How to do it...

In this recipe, we will learn how to make predictions with an AWS ML service for binary classification using AWS CLI by going through the following steps:

Prepare the data as a CSV and upload it to S3. Amazon ML requires a CSV with each row corresponding to an observation that may be used for training or testing. Each column also needs a name, which you can specify as the first row or specify separately using a schema file. You may also split data into multiple CSV files within the same bucket. If you have multiple files, you should provide a path ending with a forward slash (/).

As mentioned in the Getting ready section, we will reuse the sample data available in AWS, which is already uploaded to S3 at s3://aml-sample-data/banking.csv.

Create the data source.

You should always split your data into two sets and create two data sources, one for training and one for evaluation. For example, you may use 70 percent of the data for training the system and creating the ML model, and the remaining 30 percent can be used for evaluating the ML model that was created. For this recipe, I will be using the same data source for both training and testing to keep things simple, but you should create two data sources in real world—one for training and one for evaluation—and use them accordingly.

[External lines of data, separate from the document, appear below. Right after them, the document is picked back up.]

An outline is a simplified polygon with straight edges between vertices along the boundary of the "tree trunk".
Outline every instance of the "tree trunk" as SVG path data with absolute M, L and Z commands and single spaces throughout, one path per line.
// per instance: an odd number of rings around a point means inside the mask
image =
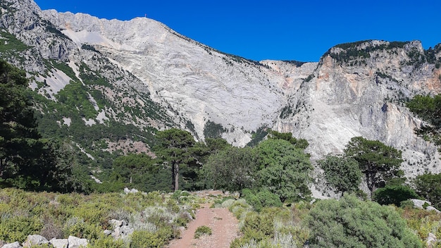
M 176 192 L 179 190 L 179 163 L 175 163 L 173 170 L 173 191 Z

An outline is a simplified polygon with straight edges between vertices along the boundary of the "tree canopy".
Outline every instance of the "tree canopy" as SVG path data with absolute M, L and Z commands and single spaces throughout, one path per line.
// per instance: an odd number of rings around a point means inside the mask
M 178 128 L 158 132 L 156 140 L 158 144 L 154 147 L 155 153 L 163 163 L 170 163 L 172 189 L 177 191 L 179 190 L 180 167 L 185 169 L 197 163 L 192 153 L 196 142 L 189 132 Z
M 309 198 L 313 168 L 308 154 L 284 140 L 267 140 L 256 149 L 260 187 L 278 195 L 282 202 Z
M 441 145 L 441 94 L 435 97 L 416 95 L 406 106 L 428 124 L 423 124 L 417 134 Z
M 253 149 L 229 147 L 210 156 L 202 173 L 207 186 L 240 191 L 254 187 L 257 165 L 257 155 Z
M 359 163 L 342 156 L 328 156 L 318 165 L 325 172 L 328 183 L 341 192 L 355 192 L 361 182 L 361 170 Z
M 359 163 L 371 194 L 377 188 L 384 187 L 387 180 L 402 175 L 399 170 L 403 161 L 401 151 L 380 141 L 353 137 L 344 154 Z
M 0 61 L 0 185 L 69 191 L 71 168 L 56 155 L 61 145 L 38 132 L 27 86 L 23 71 Z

We can create an S3 data source object using the aws machinelearning create-data-source-from-s3 command by going through the following steps:

1. Create a sample JSON input using the generate-cli-skeleton subcommand, as follows:

aws machinelearning create-data-source-from-s3 
    --generate-cli-skeleton input

Since the command input has nested JSON, it is a good practice to generate the sample input using the generate-cli-skeleton subcommand.

1. Prepare the input JSON with actual values, as follows:

{
    "DataSourceId": "my-first-s3-ds-id",
    "DataSourceName": "My First S3 DataSource",
    "DataSpec": {
        "DataLocationS3": "s3://aml-sample-data/banking.csv",
        "DataRearrangement": "{"splitting":{"percentBegin":10,"percentEnd":60}}",
        "DataSchemaLocationS3": "s3://aml-sample-data/banking.csv.schema"
    },
    "ComputeStatistics": true
}

Save this file as create-data-source-from-s3-cli-input.json.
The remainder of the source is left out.